Square glass lid knocking side to side captured my attention as I sat upstairs, it being downstairs, knocking, Thought rises as a picture of him pulling his mother’s white porcelain baking dish, the one with the simple blue design, out of the fridge. He is throwing out the rice I had planned to eat, “making room,” he’ll say. A hope floats by as the candle flickers “maybe just set it out.” I smile when I find it waiting on the counter coming to do dishes, the flame under the squat cast iron tea kettle just turned on.
Mom came as the drainer is emptied and sink filled. Hot water and bubbles cast their own soft glow of captured light, dim in the rainy morning from the window. Utensils slide into it, a couple of glasses. It seems the most right thing, adding a half-inch, maybe more, water to the smallest pan while the dishes soak just for the minute this will take. A pat of butter, okay two, what the hell, not the worst thing – it will be good having breakfast with her. This burner goes on too, a little lower, toward a simmering flame.
Dishes are neatly stacked in the order of washing; my mind works that way. Save for the white one with the blue pattern and the hard ball of cold, week-old rice stuck in its corner. Yellow-gloved hands pass the burgundy cloth over glasses, silverware…go check the buttering water. “Not yet.” Plates, one chipped, the large colorful salad bowls of last night’s dinner; checking again. “Ah, rolling boil,” just a bit more. Stripping the dish gloves, leaving them lay over the sink edge, this hand, somewhat like hers, of her at least, carries the chilled porcelain in to the stove. Removing the lid a finger pokes the rice’s hardness, not quite clucking my tongue, “undercooked” I think. A glance at the boiling water finds the skim of butter scents the lightest steam coming from it. Patience will get this right.
A few more dishes wait, some are cleaned and set to drain before the tug to the stove. Hand passing over cooking tools finds the wooden spoon, that nice rounded one of the perfect size for plunking the hard ball into the boil, punching through it, breaking it up. Intently scraping every stray morsel off the white sides, dropping them in as well. The pan lid sits there and stays, water and rice need to boil down with the flame turned lower, needing to more-than-simmer for a bit. She loved this snack, always of an afternoon, but this time we’ll make it morning. The tea, hot enough, is turned off to steep.

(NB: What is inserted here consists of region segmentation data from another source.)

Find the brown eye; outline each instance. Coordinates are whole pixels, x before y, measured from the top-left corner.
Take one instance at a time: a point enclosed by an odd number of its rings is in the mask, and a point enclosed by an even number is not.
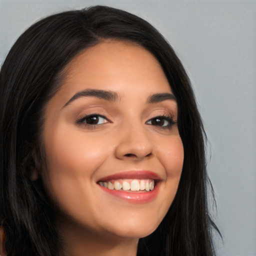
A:
[[[162,128],[170,128],[176,123],[171,116],[156,116],[146,122],[147,124],[156,126]]]
[[[88,116],[84,120],[84,122],[86,122],[88,124],[97,124],[98,122],[99,116]]]
[[[78,124],[84,124],[89,126],[96,126],[108,122],[106,118],[99,114],[90,114],[78,120]]]
[[[152,126],[166,126],[168,124],[167,120],[162,118],[155,118],[151,120],[151,124]]]

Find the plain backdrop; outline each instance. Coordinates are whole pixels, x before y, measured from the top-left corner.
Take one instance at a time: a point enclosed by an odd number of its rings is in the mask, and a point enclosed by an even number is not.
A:
[[[209,140],[220,256],[256,256],[256,2],[254,0],[0,0],[0,63],[40,18],[103,4],[146,20],[176,50]],[[210,159],[210,156],[211,156]]]

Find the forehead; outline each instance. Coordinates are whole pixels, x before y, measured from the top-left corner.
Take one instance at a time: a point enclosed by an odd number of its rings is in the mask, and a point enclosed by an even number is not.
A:
[[[126,84],[128,88],[132,84],[142,87],[147,80],[148,88],[157,82],[152,90],[154,87],[171,91],[158,60],[148,50],[130,42],[105,40],[81,52],[64,73],[62,87],[66,89],[76,84],[79,90],[78,85],[81,83],[80,90],[86,83],[90,87],[110,90],[111,84],[116,88],[116,82],[120,86]]]

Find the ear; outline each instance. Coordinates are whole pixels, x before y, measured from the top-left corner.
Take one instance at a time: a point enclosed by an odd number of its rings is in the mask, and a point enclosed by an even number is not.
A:
[[[39,178],[39,172],[36,168],[33,168],[30,172],[30,179],[32,182],[37,180]]]

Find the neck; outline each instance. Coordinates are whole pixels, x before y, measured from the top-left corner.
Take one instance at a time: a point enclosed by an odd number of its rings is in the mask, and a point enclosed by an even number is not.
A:
[[[136,256],[138,238],[120,238],[106,232],[97,234],[76,225],[60,226],[64,256]]]

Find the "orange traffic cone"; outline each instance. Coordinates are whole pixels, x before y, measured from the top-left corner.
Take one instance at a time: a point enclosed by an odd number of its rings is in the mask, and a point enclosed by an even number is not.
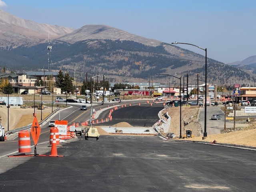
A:
[[[52,139],[52,150],[51,150],[51,154],[49,156],[50,157],[63,157],[63,155],[58,155],[57,152],[57,144],[56,144],[56,136],[55,133],[53,134],[53,138]]]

Dishes finished and at the stove again, watching narrow round tunnels form to the bottom of the pan, parting rice and closing again to open here and there and there and there. Almost, almost. Now! Fire off, a sprinkle of salt, and then the pepper mill. This one dad’s actually, because it happens to be filled. A shaking check, peppercorns clattering, confirms a goodly number as almost all will be needed. Held over the buttery cream my turning the silver crank begins. Our heads together we stared into a larger pan to shake the pepper on, for there was no such thing as fresh grating it in that tiny kitchen. Always the pause to assess. And always her pronouncement, “not enough” led to more shaking. The crank is turned and turned until a nice black covers the yellowy white, and now the lid goes on, rice left to rest like the tea.
Up on tip-toe to choose a bowl, there really isn’t much in this pan. She would make two cups to share, but what I have is enough to be with her on this cold spring morning. Coffee cup and honey, tea poured to its brim. The best parts now: wooden spoon nestles in and nudges the rice from the raised pan into the wide mouth, eggplant-purple bowl, every last bit. A small joy.
Tea by my side, stirring the pepper in well, the first spoonful is raised to my lips. Closing eyes to slowly draw in the smell of buttery rice. The black spice’s pungency tickles my nose. Blowing on it, my lips part and the rice – oh, the rice! Smoothly creamy a buttery film softens my lips like balm. The pepper sparks my tongue. The rice a comforting chew, not the toothy crunch of brown or basmati we eat these days, but exactly that remembered texture of Uncle Ben’s White Rice from my parent’s cupboards. Mouthfuls of it warm my tongue, mouth, throat, its butter savored with every lick of my lips. A breakfast with memories of mom and rice, moments of truce between teenager and adult, sharing our snack in a small TV room, Sunridge Drive, watching Phil Donahue.